Wilayah Indonesia rentan mengalami gempa bumi karena wilayah Indonesia berada di atas lempeng dunia yang terus bergerak dan mengalami pengulangan. 

“Bencana gempa bumi yang pernah melanda Lombok (NTB) dan Palu (Sulawesi Tengah) misalnya berdampak runtuhnya gedung-gedung sekolah, untuk memperbaiki atau membangunnya kembali butuh waktu yang tidak sedikit, bisa berbulan-bulan lamanya. Nah, disinilah pemerintah Indonesia seharusnya sudah siap menggunakan “Penyelenggaraan Pendidikan dalam situasi darurat," ujar Heru.
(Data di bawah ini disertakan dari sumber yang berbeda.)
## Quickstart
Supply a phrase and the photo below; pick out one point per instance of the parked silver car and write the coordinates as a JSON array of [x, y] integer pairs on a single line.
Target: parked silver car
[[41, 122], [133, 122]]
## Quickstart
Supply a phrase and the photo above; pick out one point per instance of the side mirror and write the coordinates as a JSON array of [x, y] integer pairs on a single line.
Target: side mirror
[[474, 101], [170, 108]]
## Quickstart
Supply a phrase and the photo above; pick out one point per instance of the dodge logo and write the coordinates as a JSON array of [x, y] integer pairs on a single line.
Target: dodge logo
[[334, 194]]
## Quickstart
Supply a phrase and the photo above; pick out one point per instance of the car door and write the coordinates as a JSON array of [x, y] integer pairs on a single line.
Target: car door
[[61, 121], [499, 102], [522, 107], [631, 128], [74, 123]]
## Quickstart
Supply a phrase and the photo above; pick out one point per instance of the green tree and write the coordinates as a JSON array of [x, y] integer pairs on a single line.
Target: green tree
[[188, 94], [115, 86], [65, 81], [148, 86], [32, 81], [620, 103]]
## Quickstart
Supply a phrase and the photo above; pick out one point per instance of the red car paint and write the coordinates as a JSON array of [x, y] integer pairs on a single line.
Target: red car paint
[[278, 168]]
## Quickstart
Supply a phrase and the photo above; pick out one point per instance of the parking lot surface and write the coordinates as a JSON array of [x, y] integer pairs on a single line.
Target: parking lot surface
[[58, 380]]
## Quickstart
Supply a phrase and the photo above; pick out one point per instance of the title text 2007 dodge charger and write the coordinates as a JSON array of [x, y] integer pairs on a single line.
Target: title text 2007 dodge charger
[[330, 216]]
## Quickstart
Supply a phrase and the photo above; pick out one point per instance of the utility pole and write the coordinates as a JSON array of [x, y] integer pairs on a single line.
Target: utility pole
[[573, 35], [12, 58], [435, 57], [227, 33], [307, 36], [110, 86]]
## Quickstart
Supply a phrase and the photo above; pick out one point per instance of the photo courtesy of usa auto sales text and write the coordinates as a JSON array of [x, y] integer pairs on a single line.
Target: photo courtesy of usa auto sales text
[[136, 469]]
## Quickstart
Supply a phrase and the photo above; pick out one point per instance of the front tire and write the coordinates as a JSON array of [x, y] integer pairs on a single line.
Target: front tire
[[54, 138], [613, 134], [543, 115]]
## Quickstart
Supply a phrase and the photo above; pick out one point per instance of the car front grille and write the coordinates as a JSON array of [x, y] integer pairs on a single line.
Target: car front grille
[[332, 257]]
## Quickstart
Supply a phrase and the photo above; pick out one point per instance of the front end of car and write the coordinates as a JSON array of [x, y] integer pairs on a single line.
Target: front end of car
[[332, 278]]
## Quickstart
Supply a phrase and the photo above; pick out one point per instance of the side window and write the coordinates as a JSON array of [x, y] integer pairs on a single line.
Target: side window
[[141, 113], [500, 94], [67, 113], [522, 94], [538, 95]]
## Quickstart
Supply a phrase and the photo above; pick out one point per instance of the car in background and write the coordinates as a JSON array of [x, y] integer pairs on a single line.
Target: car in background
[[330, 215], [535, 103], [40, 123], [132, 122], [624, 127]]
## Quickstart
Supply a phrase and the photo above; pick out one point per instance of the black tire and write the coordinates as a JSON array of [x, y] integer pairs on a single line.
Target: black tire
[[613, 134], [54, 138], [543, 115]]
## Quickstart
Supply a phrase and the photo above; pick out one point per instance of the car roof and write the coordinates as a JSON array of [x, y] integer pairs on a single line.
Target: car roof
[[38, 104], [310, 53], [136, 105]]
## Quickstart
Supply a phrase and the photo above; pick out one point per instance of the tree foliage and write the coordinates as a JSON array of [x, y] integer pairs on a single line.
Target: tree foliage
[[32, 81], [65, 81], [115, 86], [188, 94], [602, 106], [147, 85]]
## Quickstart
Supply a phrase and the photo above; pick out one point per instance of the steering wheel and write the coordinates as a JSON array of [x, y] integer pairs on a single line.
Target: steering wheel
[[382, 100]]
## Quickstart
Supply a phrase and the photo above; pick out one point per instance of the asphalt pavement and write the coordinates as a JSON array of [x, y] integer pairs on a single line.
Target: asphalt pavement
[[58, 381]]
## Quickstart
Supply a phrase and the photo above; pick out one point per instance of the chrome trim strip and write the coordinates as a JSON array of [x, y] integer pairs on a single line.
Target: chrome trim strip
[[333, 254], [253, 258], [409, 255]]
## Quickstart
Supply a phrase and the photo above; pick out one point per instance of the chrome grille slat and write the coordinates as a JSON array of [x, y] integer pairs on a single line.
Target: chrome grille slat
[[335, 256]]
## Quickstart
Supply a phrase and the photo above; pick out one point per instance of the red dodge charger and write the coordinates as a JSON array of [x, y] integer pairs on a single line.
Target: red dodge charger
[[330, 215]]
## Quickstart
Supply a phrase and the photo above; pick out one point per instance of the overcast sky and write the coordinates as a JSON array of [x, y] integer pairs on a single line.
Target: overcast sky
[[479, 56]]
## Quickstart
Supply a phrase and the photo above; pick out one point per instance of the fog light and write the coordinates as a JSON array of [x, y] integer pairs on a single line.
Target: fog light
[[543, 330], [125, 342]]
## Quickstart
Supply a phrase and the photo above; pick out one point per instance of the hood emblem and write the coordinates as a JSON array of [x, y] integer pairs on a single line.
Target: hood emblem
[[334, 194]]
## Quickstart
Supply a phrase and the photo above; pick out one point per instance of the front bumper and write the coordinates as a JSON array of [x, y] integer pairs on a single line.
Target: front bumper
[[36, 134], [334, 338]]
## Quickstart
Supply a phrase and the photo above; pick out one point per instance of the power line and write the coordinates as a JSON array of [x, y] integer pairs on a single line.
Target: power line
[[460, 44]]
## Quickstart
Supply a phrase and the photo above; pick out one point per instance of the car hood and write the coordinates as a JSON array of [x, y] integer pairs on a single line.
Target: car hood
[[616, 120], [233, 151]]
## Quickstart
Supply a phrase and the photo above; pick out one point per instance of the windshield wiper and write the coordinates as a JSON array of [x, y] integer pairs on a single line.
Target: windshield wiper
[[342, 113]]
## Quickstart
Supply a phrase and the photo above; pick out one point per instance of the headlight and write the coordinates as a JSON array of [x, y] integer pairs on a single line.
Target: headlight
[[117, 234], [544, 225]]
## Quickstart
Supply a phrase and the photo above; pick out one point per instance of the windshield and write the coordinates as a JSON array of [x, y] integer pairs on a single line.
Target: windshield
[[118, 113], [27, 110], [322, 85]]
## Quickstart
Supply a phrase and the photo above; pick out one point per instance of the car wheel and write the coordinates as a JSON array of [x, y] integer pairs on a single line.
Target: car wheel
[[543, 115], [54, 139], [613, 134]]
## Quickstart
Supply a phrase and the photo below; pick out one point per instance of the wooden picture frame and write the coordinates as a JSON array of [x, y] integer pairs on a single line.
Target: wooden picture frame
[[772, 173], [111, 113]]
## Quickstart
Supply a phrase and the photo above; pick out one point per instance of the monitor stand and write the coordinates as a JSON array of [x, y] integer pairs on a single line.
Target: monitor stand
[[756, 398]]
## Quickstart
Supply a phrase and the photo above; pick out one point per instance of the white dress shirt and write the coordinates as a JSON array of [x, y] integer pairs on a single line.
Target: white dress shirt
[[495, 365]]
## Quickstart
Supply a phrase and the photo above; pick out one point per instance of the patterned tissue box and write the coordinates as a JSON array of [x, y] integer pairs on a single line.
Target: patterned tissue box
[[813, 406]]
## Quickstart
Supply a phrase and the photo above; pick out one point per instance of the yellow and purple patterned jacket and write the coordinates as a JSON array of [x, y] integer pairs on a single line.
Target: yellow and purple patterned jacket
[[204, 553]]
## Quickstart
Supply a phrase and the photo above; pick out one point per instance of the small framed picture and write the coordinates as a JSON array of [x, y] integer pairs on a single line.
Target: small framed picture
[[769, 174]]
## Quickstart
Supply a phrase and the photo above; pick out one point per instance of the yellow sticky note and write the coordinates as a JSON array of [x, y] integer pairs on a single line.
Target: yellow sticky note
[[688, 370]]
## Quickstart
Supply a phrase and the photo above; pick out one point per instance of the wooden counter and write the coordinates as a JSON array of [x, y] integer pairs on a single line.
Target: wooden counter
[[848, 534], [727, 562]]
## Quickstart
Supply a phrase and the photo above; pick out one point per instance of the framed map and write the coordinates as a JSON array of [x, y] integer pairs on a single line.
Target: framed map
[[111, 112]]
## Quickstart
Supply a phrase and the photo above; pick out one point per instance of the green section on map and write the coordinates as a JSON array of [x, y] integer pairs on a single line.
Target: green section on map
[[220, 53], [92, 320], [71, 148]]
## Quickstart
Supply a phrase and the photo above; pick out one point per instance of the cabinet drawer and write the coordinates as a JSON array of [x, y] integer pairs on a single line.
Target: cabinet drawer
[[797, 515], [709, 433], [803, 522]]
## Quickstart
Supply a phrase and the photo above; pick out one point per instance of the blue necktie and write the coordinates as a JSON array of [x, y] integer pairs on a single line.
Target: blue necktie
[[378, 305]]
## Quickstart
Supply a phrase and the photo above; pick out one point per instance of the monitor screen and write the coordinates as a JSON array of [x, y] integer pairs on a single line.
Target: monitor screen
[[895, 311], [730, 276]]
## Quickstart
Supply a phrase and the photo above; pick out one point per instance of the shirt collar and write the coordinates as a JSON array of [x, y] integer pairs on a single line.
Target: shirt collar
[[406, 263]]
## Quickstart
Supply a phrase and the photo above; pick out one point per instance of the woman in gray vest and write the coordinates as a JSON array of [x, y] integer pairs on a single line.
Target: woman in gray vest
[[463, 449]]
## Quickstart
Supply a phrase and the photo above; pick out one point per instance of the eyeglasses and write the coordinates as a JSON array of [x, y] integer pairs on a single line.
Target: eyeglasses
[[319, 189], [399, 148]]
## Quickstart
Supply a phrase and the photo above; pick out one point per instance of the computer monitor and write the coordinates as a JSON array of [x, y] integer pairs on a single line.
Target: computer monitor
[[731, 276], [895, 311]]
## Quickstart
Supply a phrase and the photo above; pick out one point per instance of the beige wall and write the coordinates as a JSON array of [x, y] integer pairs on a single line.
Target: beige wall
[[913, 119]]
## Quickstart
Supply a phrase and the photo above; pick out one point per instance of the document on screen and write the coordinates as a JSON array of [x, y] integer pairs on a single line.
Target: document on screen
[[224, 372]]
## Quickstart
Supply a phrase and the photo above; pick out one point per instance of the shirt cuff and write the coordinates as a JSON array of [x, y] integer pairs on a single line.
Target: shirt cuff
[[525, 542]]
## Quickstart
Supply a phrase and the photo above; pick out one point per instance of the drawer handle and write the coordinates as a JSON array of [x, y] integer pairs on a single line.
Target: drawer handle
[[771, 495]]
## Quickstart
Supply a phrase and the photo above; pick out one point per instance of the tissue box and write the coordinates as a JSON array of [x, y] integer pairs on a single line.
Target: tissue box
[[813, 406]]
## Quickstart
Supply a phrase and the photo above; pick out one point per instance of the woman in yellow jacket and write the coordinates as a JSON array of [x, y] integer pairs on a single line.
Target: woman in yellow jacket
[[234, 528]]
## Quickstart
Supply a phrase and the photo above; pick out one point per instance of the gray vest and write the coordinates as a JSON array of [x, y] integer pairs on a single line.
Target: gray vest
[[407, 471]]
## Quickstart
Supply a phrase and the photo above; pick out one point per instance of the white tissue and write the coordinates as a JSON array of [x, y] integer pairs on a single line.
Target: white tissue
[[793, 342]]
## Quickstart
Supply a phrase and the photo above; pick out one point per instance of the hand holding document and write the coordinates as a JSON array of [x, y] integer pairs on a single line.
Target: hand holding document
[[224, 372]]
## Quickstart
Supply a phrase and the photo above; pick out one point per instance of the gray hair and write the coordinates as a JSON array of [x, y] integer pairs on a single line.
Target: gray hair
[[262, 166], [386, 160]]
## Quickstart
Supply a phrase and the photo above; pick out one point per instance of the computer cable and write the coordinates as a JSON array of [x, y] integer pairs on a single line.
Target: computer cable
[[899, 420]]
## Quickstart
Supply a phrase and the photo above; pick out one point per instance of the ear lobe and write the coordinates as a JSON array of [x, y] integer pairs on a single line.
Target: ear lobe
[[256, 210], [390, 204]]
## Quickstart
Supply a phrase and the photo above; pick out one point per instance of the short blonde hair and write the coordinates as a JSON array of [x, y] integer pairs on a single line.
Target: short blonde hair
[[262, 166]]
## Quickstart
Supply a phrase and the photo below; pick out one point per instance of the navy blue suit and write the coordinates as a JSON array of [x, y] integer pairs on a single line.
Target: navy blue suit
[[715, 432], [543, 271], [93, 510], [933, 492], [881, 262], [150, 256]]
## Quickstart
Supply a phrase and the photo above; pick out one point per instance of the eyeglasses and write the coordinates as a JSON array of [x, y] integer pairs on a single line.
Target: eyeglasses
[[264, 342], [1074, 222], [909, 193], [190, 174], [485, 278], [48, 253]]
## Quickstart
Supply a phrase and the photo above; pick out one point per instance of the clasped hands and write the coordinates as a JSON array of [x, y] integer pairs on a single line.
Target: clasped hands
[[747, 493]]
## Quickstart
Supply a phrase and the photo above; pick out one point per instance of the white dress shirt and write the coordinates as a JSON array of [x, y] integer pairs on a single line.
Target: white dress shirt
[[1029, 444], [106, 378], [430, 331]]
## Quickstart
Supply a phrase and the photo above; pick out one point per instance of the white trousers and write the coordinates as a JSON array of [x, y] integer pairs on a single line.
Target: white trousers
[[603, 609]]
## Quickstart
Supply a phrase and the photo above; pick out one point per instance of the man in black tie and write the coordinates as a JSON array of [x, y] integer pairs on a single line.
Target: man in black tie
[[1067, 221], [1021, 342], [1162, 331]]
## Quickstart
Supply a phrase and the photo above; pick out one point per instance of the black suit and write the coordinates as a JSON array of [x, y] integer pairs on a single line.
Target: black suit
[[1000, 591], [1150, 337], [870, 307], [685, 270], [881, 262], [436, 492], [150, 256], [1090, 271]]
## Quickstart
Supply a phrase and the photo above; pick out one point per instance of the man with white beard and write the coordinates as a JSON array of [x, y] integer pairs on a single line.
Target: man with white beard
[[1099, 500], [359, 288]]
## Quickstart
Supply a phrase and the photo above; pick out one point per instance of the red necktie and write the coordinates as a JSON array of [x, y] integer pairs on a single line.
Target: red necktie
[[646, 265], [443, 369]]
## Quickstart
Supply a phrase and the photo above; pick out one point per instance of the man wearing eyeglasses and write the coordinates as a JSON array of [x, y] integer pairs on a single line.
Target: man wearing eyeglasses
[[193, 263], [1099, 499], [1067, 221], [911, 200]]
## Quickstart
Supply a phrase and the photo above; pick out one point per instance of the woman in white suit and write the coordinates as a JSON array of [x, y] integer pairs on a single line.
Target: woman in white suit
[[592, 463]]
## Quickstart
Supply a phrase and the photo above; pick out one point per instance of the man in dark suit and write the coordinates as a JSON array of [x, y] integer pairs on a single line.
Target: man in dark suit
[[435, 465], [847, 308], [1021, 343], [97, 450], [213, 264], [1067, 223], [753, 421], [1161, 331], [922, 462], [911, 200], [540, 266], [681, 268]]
Heru menambahkan, ketiadaan ketentuan tentang “Penyelenggaraan Pendidikan Di Masa Darurat” berdampak pada “kegagapan” semua pihak saat ada bencana di Indonesia. Sehingga setiap ada bencana di suatu daerah, sulit bagi sekolah dan Dinas Pendidikan menanggulangi dampak terhadap sektor pendidikan.

Adapun ketentuan substansi yang perlu ada dalam perubahan UU Sisdiknas, khususnya pasal tentang “Penyelenggaraan Pendidikan Dalam Situasi Darurat” diantaranya adalah : 

Pertama, dalam hal standar isi, Pemerintah wajib  menyiapkan dua jenis kurikulum nasional, yaitu kurikulum dalam kondisi normal dan kurikulum dalam kondisi darurat.

Kedua, dalam hal tenaga pendidik, Pemerintah wajib menyiapkan para pendidik untuk mampu melakukan proses pembelajaran dalam situasi normal maupun situasi darurat.

Ketiga, dalam hal standar penilaian, Pemerintah harus menyiapkan standar penilaian untuk situasi normal maupun situasi darurat, sehingga pendidik dan peserta didik tidak dibebani target pencapaian di saat kondisi darurat.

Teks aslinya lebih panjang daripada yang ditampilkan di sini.